Regarding the Cabinet meeting just before the proclamation of emergency martial law, the scope of guilty findings widened compared with the first trial. The appellate court found the former president guilty on all charges that he convened only some Cabinet members to give the appearance of a Cabinet meeting and infringed the martial law deliberation authority of nine Cabinet members who could not attend. The first trial had ruled that the abuse of power charges did not apply to the Minister of Land, Infrastructure and Transport and the Minister of Trade, Industry and Energy, who did not attend despite being notified.
◇ First-trial guilty findings stand … some not-guilty findings overturned to guilty
The charge over drafting and disseminating a press guidance (PG) for foreign media also changed to guilty on appeal. The court overturned the first-trial not-guilty finding and found him guilty of ordering that the government's media guidance containing the false statement "there was not the slightest intent to destroy the constitutional order" be distributed to foreign media. The court said, "It not only concealed the wrongdoing committed in the process of proclaiming emergency martial law but also conveyed incorrect information on the lawfulness of the proclamation to foreign media," adding, "It negatively affected the Republic of Korea's credibility and the right to know in the international community."

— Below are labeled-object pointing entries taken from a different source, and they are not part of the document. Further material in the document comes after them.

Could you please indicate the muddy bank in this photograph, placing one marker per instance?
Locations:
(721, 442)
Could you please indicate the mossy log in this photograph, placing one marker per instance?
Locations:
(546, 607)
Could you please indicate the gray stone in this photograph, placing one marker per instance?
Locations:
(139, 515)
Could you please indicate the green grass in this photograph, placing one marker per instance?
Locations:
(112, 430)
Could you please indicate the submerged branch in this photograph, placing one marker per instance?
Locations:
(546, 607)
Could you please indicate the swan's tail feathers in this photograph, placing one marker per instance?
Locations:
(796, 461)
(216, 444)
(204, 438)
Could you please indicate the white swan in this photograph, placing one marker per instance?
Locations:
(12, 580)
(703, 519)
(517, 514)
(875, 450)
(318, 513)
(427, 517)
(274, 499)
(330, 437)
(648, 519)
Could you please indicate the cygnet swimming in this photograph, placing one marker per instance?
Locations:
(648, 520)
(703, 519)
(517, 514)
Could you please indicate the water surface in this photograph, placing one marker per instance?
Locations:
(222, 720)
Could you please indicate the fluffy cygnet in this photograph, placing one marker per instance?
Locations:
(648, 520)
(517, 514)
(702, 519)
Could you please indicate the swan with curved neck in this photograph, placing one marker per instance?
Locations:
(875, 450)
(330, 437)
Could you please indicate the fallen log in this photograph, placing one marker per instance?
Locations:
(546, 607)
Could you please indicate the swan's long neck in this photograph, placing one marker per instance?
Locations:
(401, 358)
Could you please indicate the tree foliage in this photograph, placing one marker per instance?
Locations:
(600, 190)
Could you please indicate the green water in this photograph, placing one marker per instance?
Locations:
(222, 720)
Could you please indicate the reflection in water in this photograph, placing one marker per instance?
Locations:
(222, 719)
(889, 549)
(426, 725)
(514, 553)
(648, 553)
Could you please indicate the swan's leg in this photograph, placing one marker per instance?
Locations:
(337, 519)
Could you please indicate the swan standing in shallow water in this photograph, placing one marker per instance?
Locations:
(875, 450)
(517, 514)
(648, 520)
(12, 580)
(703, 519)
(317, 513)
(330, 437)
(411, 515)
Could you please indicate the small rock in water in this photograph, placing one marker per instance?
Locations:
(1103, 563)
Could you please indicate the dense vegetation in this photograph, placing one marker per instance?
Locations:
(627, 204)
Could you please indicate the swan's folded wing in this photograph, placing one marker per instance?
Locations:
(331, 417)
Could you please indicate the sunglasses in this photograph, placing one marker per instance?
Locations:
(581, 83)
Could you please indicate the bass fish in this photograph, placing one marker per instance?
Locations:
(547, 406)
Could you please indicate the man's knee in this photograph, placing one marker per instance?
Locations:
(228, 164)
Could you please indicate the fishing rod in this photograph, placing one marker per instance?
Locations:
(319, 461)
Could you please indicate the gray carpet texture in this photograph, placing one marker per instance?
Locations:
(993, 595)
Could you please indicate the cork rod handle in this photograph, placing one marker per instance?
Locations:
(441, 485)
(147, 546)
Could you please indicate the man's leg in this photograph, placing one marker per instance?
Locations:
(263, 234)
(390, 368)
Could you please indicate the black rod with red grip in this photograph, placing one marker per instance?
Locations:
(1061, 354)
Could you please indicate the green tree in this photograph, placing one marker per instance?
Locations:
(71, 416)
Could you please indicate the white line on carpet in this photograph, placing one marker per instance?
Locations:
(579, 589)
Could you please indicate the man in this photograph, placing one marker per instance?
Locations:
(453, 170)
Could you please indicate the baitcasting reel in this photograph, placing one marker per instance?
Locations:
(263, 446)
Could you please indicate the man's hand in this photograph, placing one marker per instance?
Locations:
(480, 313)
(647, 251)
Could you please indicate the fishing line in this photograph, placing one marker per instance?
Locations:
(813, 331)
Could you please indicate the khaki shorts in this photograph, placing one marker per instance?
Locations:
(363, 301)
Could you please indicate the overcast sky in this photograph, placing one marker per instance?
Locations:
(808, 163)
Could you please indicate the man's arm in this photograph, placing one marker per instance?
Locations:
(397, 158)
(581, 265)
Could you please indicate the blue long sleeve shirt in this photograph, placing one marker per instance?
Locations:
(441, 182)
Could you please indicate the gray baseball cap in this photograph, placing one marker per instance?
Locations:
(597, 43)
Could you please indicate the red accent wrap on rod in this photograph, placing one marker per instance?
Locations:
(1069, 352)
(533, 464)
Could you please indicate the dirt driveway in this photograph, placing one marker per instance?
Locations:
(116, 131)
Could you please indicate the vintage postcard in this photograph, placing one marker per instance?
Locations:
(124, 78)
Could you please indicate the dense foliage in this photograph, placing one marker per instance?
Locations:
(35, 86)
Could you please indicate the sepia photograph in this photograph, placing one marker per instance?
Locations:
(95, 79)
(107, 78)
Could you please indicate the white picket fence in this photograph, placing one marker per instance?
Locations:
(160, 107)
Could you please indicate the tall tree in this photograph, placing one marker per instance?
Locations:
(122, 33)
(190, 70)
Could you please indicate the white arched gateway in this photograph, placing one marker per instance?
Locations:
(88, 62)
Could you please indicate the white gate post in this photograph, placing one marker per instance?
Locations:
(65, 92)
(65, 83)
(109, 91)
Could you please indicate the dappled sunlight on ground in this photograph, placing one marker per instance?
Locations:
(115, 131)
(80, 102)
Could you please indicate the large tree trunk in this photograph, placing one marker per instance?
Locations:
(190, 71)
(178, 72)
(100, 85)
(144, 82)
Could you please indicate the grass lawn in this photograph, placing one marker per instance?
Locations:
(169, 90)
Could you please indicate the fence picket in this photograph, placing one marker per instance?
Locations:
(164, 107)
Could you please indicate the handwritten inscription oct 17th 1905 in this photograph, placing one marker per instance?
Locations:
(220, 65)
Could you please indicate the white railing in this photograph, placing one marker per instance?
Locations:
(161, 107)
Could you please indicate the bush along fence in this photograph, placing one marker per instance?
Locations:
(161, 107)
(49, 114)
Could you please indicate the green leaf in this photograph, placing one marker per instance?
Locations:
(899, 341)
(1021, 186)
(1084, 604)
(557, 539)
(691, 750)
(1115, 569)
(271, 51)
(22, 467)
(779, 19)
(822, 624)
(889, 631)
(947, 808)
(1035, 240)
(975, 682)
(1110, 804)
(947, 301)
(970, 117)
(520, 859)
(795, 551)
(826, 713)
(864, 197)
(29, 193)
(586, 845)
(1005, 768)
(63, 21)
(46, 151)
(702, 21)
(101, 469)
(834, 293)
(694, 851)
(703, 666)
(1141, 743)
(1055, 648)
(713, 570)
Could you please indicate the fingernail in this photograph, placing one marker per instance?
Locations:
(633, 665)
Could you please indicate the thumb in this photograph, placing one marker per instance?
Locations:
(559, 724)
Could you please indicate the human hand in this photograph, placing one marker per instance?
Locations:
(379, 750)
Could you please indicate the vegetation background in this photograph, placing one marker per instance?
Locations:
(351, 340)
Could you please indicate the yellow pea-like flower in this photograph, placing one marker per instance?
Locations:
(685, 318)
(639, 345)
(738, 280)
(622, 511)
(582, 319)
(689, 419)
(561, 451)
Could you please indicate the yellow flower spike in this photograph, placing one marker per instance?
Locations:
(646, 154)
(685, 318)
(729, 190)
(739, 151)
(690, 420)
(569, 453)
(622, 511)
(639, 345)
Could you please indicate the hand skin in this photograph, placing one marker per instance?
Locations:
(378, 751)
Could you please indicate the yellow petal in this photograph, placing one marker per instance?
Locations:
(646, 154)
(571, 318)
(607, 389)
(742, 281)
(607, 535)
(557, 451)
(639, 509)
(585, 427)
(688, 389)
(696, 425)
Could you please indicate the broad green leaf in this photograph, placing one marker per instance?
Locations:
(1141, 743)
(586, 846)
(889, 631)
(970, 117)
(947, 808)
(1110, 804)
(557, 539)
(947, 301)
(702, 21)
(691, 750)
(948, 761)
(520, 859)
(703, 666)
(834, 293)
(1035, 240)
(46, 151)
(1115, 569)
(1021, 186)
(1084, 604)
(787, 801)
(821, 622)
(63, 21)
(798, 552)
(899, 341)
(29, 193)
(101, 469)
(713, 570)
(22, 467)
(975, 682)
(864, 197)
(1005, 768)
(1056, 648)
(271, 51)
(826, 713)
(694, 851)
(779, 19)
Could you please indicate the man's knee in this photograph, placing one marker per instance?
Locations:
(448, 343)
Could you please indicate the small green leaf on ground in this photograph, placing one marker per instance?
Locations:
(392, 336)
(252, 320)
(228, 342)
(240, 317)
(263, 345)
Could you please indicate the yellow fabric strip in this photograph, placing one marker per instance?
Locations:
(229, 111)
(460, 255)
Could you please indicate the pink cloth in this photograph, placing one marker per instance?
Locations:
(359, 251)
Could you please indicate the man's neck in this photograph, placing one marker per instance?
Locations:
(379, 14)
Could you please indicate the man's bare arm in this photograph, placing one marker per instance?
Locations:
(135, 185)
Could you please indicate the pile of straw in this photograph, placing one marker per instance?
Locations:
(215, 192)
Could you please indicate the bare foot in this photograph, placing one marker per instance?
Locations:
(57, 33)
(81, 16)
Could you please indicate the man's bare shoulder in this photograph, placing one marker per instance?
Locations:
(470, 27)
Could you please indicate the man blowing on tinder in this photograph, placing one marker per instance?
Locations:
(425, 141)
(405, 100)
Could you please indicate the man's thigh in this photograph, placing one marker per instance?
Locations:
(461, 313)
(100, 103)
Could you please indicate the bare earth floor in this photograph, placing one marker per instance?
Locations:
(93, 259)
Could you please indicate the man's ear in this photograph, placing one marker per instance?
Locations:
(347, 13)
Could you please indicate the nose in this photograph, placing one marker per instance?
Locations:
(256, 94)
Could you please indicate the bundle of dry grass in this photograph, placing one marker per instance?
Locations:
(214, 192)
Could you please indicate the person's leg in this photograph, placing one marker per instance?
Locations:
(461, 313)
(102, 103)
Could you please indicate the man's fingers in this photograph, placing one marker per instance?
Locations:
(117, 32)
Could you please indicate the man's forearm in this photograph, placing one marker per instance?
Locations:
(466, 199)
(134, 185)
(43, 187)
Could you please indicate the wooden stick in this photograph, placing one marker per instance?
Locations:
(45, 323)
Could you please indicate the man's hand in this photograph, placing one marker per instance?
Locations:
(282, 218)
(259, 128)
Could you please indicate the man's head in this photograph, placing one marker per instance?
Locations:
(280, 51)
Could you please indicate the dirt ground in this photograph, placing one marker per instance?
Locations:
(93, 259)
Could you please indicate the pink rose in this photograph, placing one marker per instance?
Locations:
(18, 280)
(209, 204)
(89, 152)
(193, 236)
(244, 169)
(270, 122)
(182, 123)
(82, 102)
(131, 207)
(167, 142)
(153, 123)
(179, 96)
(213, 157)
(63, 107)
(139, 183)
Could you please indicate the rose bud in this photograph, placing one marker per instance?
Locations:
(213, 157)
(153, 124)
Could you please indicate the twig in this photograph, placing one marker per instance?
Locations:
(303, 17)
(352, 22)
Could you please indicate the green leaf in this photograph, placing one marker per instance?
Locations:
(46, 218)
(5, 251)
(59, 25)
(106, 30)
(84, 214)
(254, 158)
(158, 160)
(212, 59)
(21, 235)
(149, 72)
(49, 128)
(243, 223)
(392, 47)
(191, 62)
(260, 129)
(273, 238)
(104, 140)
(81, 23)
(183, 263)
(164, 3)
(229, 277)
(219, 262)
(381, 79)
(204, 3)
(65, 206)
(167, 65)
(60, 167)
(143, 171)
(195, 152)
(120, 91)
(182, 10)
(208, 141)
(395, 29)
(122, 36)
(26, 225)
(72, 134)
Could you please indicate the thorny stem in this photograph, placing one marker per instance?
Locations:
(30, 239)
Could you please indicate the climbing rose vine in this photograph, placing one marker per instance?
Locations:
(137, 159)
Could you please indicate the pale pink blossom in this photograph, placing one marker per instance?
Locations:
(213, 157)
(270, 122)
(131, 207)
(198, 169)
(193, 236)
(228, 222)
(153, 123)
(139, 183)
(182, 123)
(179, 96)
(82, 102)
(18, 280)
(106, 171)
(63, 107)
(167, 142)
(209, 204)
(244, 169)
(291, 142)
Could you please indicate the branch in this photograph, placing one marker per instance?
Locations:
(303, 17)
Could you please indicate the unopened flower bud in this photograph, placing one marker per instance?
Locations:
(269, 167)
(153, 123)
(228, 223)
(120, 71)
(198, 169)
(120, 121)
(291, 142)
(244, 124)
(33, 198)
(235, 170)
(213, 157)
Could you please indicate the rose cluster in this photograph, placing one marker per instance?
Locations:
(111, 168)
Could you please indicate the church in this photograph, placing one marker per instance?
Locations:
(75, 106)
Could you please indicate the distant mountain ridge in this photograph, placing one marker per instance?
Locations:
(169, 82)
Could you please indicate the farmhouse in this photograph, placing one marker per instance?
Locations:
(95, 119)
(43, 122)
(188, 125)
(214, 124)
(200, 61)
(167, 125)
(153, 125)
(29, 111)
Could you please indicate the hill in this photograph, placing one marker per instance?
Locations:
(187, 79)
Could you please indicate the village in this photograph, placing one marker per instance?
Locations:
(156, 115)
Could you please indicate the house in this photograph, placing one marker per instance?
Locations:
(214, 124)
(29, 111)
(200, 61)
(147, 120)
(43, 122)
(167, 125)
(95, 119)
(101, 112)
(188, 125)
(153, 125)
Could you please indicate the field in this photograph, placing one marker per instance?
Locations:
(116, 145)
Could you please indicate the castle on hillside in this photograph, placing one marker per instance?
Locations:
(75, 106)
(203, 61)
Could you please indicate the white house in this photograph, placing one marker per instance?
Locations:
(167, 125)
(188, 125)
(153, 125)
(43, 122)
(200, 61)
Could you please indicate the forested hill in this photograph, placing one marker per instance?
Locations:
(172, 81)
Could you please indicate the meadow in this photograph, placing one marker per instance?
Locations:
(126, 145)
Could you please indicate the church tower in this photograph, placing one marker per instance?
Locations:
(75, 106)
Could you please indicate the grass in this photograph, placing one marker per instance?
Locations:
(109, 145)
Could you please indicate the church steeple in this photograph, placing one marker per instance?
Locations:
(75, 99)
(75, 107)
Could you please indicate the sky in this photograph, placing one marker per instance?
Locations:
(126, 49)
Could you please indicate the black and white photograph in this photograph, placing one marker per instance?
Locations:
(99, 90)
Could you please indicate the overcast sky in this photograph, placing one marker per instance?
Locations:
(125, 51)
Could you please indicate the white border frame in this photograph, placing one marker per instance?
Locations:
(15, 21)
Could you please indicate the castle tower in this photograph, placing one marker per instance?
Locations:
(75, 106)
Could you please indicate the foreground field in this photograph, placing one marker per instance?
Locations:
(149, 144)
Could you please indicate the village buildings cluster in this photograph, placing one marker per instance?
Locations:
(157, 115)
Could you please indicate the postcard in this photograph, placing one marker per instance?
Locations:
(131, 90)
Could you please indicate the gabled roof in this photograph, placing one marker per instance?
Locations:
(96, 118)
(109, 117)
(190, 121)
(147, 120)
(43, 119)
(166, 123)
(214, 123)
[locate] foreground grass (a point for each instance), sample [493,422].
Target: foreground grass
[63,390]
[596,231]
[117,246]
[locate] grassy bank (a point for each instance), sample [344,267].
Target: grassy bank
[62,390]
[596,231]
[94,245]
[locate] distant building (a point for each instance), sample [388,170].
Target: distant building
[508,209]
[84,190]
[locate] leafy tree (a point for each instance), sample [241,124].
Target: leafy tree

The first-trial findings were maintained on the charge of having a post hoc proclamation drafted after the lifting of emergency martial law and then destroying it. The appellate court found him guilty of drafting a false proclamation to make it appear that emergency martial law had been carried out under a document signed by former Prime Minister Han Duck-soo and former Minister of National Defense Kim Yong-hyun after the lifting of martial law, and of violating the Act on the Management of Presidential Records and damage to official documents by destroying it. However, it found him not guilty, as in the first trial, on the charge of using a false official document.
Earlier, the first trial judged that the former president had effectively mobilized the security service to block the execution of a lawful arrest warrant and had not followed normal Cabinet procedures in the process of proclaiming emergency martial law, and sentenced him to five years in prison. The first trial found that the former president blatantly violated the rule of law by reducing the state organization, the security service, to "private soldiers" for personal gain and by disregarding martial law procedures.
The former president was indicted on charges including infringing Cabinet members' authority to deliberate on martial law, drafting and destroying the martial law proclamation after the fact, issuing false publicity after the emergency martial law, ordering the deletion of secure phone records, and obstructing the execution of an arrest warrant. The special counsel for insurrection on the 6th sought a 10-year prison term for the former president at the appellate closing hearing, the same as the sentence sought at the first trial.
The sentencing marked the first appellate ruling the former president has received in connection with the Dec. 3 emergency martial law incident and the first judgment by the Seoul High Court's insurrection panel. It is also the first second-instance sentence among the eight criminal trials he is facing.